New Book: Cyber War: The Next Threat to National Security and What to Do About It

Richard Clarke, an ex-presidential advisor has released a new book called, “Cyber War: The Next Threat to National Security and What to Do About It”. Here is an excerpt from the book from networkworld.

“Cyber war is not some victimless, clean, new kind of war that we should embrace. Nor is it some kind of secret weapon that we need to keep hidden from the daylight and from the public. For it is the public, the civilian population of the United States and the privately owned corporations that own and run our key national systems, that are likely to suffer in a cyber war.”

This is an interesting view of cyber war. If power does go down, or communication halted, the military would be okay. But as Mr. Clarke mentioned, it would be businesses, hospitals, and citizens who would bear the brunt of the load.

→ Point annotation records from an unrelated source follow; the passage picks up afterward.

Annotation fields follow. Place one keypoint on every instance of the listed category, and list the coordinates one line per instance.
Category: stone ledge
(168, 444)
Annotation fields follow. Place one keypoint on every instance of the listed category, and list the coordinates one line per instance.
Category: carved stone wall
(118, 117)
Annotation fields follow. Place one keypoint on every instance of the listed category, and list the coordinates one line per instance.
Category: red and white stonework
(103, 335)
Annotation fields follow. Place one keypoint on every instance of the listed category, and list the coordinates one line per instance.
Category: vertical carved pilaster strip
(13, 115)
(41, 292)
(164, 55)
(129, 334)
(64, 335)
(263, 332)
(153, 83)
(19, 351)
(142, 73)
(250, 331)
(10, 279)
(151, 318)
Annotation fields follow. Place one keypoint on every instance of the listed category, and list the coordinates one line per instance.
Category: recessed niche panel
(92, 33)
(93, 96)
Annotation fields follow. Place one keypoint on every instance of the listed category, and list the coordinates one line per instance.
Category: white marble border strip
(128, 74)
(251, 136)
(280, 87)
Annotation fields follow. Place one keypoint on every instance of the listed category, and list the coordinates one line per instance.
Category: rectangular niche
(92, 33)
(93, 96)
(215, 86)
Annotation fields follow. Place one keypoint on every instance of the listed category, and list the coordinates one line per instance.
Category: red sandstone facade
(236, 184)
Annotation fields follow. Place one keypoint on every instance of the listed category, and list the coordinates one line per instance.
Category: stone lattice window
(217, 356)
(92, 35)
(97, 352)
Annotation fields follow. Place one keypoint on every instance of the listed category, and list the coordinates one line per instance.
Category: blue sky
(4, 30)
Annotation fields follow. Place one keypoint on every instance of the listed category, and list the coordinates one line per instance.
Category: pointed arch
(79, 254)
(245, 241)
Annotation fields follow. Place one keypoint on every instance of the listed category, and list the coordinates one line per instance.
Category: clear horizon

Everyone needs to do their part in securing their part of the digital border, this includes small businesses and even home users. Make sure your systems have firewall protection, current security updates installed and current virus protection.


2 thoughts on “New Book: Cyber War: The Next Threat to National Security and What to Do About It”

  1. Hello Mr. Dieterle,

    I was wondering what you think of the Microsoft Security Essentials and how it compares to some of the free version anti-virus platforms like Avast. I can’t seem to get a consensus from my networking and security compatriots as to which is better for your average, none-too-technical home user. If neither, what type of basic security set should said average users have on their home PC and laptops?
    After perusing your outstanding blog for some time now, I thought your opinion would be most insightful.

    1. Philo,

      Thank you so much for your comment. To be completely honest, I have not used Microsoft Security Essentials or Avast. I looked around and found that some reviews say that Microsoft Security Essentials does not do as good a job at stopping threats as some of the other free anti-viruses. According to PC Magazine, Microsoft Security Essentials has “Poor protection against keyloggers, rootkits, and scareware. Just average protection against general malware. In testing, sometimes erroneously reported successful malware removal or blocking.”

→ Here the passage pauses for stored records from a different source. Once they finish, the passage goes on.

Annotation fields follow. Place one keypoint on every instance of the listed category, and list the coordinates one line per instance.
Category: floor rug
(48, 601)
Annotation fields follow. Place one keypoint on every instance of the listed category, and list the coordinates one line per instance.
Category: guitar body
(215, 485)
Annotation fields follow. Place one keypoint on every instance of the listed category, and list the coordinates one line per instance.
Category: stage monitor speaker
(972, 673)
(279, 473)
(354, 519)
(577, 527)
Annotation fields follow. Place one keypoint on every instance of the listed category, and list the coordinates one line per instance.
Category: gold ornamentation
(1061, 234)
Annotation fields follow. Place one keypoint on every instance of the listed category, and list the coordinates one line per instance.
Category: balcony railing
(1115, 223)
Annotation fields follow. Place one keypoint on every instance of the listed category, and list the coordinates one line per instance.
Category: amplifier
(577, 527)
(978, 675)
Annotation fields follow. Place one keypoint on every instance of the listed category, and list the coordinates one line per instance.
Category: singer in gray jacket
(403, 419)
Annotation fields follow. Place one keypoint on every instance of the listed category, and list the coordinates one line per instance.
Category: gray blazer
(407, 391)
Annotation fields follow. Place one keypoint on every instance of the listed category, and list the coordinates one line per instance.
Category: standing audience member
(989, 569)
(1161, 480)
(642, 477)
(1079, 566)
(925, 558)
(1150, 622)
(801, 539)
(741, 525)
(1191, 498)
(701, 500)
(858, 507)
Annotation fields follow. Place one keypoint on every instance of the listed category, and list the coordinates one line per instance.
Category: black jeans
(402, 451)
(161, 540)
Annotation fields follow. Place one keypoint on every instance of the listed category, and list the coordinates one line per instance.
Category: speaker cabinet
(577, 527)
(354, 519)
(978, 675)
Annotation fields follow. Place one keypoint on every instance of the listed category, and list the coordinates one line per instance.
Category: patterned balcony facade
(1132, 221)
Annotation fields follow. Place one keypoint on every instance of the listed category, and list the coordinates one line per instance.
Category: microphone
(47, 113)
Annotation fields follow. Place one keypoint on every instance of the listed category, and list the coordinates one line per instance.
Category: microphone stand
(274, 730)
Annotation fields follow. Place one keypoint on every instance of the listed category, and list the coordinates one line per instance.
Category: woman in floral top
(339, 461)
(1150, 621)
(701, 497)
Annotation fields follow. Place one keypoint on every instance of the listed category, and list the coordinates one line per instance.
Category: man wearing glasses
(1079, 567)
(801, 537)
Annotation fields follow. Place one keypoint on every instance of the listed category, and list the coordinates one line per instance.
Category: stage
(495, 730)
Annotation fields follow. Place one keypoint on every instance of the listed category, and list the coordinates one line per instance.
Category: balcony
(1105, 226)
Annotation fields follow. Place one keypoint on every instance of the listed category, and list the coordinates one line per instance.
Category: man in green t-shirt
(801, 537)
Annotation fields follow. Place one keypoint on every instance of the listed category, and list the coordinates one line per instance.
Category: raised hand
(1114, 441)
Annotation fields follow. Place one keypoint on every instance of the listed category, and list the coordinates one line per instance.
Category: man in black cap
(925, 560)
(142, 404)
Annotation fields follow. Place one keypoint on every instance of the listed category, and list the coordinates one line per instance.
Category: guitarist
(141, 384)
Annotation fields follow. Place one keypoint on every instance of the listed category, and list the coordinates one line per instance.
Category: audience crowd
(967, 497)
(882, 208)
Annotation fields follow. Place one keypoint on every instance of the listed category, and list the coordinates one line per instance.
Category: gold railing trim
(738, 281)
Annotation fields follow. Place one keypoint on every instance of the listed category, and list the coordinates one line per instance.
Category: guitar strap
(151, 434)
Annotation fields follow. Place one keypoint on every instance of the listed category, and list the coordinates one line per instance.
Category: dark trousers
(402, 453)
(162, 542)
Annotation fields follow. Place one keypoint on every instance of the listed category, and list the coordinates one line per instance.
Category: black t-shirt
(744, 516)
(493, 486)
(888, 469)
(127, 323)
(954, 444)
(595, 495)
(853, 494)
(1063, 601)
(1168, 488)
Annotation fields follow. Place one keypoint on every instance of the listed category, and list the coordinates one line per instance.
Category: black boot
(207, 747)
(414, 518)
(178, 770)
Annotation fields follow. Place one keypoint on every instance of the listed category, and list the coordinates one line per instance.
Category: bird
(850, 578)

      PCMag said that the Avast had a new scanning engine and was a pretty good malware remover, but takes a long time to scan and sometimes does not remove the virus.

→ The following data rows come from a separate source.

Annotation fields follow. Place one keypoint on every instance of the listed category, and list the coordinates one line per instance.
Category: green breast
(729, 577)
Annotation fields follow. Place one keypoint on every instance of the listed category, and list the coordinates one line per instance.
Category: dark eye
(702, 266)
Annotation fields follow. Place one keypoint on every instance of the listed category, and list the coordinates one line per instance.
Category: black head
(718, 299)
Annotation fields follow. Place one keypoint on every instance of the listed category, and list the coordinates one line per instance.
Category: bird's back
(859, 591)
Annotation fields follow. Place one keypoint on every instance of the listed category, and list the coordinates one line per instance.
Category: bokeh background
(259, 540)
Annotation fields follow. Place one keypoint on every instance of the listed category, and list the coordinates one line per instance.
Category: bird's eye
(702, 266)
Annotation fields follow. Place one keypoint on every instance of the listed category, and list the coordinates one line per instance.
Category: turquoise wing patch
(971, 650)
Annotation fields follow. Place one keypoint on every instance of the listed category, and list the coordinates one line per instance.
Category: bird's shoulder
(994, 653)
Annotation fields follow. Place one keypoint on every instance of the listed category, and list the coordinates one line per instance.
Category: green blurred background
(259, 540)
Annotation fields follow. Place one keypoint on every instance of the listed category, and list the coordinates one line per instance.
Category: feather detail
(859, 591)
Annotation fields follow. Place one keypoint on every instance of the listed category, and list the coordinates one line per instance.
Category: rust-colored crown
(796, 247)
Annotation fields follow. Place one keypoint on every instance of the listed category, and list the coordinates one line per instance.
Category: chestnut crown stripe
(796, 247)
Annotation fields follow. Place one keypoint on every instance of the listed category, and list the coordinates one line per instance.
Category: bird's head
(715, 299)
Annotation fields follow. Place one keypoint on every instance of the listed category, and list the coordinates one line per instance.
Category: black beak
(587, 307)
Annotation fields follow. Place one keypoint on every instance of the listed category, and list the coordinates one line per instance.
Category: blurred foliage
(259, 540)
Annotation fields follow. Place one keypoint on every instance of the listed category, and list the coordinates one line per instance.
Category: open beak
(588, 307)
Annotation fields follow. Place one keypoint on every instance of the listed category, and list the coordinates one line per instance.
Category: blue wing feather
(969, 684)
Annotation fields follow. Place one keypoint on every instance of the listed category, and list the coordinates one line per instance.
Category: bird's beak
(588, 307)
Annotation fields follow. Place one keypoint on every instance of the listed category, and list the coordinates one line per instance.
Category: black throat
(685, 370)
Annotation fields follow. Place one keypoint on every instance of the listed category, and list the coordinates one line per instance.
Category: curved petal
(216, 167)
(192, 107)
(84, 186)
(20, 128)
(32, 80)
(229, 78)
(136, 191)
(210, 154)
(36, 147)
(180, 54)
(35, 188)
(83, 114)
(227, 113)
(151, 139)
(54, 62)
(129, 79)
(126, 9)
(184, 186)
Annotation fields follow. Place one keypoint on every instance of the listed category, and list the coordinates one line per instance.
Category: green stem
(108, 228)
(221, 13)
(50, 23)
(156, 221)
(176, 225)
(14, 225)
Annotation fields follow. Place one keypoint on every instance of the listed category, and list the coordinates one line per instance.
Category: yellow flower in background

      My personal favorite is PC Tools Spyware Doctor with Antivirus. I was turned on to PC Tools Spyware Doctor when we had some corporate machines protected by a big name anti-virus that got infected. The big-name anti-virus could not remove the viruses. I ran PC Tools and it detected and removed the viruses very cleanly. I have recommended it since. It is not free, but also it is not too pricey. I have found that on a broadband connection to the internet, if you have a firewall router (I always prefer a hardware router over a software based one), keep up to date on your security updates and have PC Tools Spyware Doctor with Antivirus installed, it does a very good job.

      It has also won the PC Mag editors choice for virus protection the last two years in a row. I hope this helps, let me know if you have any more questions. Thanks again for your comment.